Hamilton residents may get say in what streets are repaired

Credit: Mike Rutledge

Credit: Mike Rutledge

As a volunteer citizens’ group works to persuade Hamilton residents to approve a 4.9-mill street-repair levy on the May 7 ballot, city officials are considering a resolution suggesting promises on how the levy money would be allocated.

Under the proposed resolution, which was to be considered at Wednesday’s City Council meeting, the following promises are suggested:

  • The city manager or his designee will establish a formula that will set forth funding allocations for each of Hamilton's 17 neighborhoods.
  • Each neighborhood will be empowered to hold public meetings of its residents to determine which streets "are the desired streets to receive priority funding if the street levy is successfully approved by voters," the resolution states.
  • Also, the city proposes the promise that the city council "further declares that street levy funds cannot be used immediately adjacent to the Spooky Nook at Champion Mill sports complex, and should be focused on residential streets," according to the resolution.

City Manager Joshua Smith suggested the resolution after hearing some feedback about why some people might lean against the levy, which would generate nearly $3.9 million per year, allowing the city to maintain 5 additional miles of streets, while maintaining another 5 miles.

The levy would cost the owner of a $100,000 home about $171.50 per year.

The all-volunteer committee known as Citizens for Hamilton, which is working for the levy’s passage, has been hosting four meetings this week, the last two of them being from 6:30 to 730 p.m.

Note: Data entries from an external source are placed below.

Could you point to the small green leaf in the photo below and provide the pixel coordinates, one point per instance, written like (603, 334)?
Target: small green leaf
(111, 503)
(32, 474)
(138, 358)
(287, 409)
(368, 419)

Wednesday at Linden Elementary School, 801 Hoadley Ave.; and the same time Thursday at Garfield Middle School, 250 N. Fair Ave.

Hamilton resident Keith Harding said he opposes the levy, and the proposed promises will not sway him. He opposes a streets levy, he said, because of money Hamilton spends on other things, such as a ramp Hamilton built last year that linked the hiking/biking path along the shoreline of the Great Miami River with the RiversEdge amphitheater above it that cost $766,000.

Harding also cites last year’s decorative addition of Hamilton’s “Billy Yank” symbol, costing about $150,000, at the railroad overpass that Hamilton paid as part of a $1.9 million rehab of the bridge and nearby sidewalks, as well as money the city has given the non-profit CORE (Consortium for Ongoing Reinvestment Efforts) Fund, which has been transforming the business corridor along High Street downtown and Main Street across the river.

“But we can’t fix our roads without a tax increase?” he asked. Harding argues Hamilton should care for its streets and seek tax levies for such other expenses, which he said seem like extras.

Austin Keckler, a 30-year-old West Side resident, said he thinks the proposed promises are a good idea that should help the levy’s chances.

About direct input from neighborhoods about which of their streets receive funding, he said: “I like that.”

“There’s so many potholes on the streets,” Keckler said. “I drive those streets every day to go to work, and I think they definitely need to improve them somehow, and some way. And I definitely think the money should be used for that.”